Pull the image from GitHub Container Registry:

docker pull ghcr.io/sio2project/s3dedup:latest

Run with environment variables:

docker run -d \
  --name s3dedup \
  -p 8080:8080 \
  -v s3dedup-data:/app/data \
  -e S3_ENDPOINT=http://minio:9000 \
  -e S3_ACCESS_KEY=minioadmin \
  -e S3_SECRET_KEY=minioadmin \
  ghcr.io/sio2project/s3dedup:latest

Or use an environment file:

# Copy and customize .env.example
cp .env.example .env

# Run with env file
docker run -d \
  --name s3dedup \
  -p 8080:8080 \
  -v s3dedup-data:/app/data \
  --env-file .env \
  ghcr.io/sio2project/s3dedup:latest

Configuration

Environment Variables

Variable Default Description
LOG_LEVEL info Logging level (trace, debug, info, warn, error)
LOG_JSON false Enable JSON logging
BUCKET_NAME default Bucket name identifier
LISTEN_ADDRESS 0.0.0.0 Server bind address
LISTEN_PORT 8080 Server port
KVSTORAGE_TYPE sqlite KV storage backend (sqlite, postgres)
SQLITE_PATH /app/data/kv.db SQLite database path
SQLITE_MAX_CONNECTIONS 10 SQLite connection pool size
LOCKS_TYPE memory Lock manager backend (memory, postgres)
S3_ENDPOINT required S3/MinIO endpoint URL
S3_ACCESS_KEY required S3 access key
S3_SECRET_KEY required S3 secret key
S3_FORCE_PATH_STYLE true Use path-style S3 URLs
CLEANER_ENABLED true Enable background cleaner
CLEANER_INTERVAL 3600 Cleaner run interval (seconds)
CLEANER_BATCH_SIZE 1000 Cleaner batch size
CLEANER_MAX_DELETES 10000 Max deletions per cleaner run
FILETRACKER_URL - Old Filetracker URL for live migration (HTTP fallback)
FILETRACKER_V1_DIR - V1 Filetracker directory for filesystem-based migration

PostgreSQL Configuration

For PostgreSQL KV storage, use:

KVSTORAGE_TYPE=postgres
POSTGRES_HOST=localhost
POSTGRES_PORT=5432
POSTGRES_USER=postgres
POSTGRES_PASSWORD=password
POSTGRES_DB=s3dedup
POSTGRES_MAX_CONNECTIONS=10

Distributed Locking (PostgreSQL Advisory Locks)

For distributed locking across multiple instances in high-availability setups, enable PostgreSQL-based advisory locks:

LOCKS_TYPE=postgres
POSTGRES_HOST=localhost
POSTGRES_PORT=5432
POSTGRES_USER=postgres
POSTGRES_PASSWORD=password
POSTGRES_DB=s3dedup
POSTGRES_MAX_CONNECTIONS=10

When to Use:

  • Single-instance deployments: Use default memory-based locking (LOCKS_TYPE=memory)
  • Multi-instance HA deployments: Use PostgreSQL-based locking for coordinated access

Note: PostgreSQL locks share the connection pool with KV storage.

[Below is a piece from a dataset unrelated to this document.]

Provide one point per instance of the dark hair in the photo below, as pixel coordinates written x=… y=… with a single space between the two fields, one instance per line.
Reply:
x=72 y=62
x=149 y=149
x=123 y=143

Ensure sufficient pool size for concurrent operations. See DEVELOPMENT.md for implementation details.

Connection Pool Sizing

The POSTGRES_MAX_CONNECTIONS setting controls the maximum number of concurrent database connections. This pool is shared between KV storage operations and lock management.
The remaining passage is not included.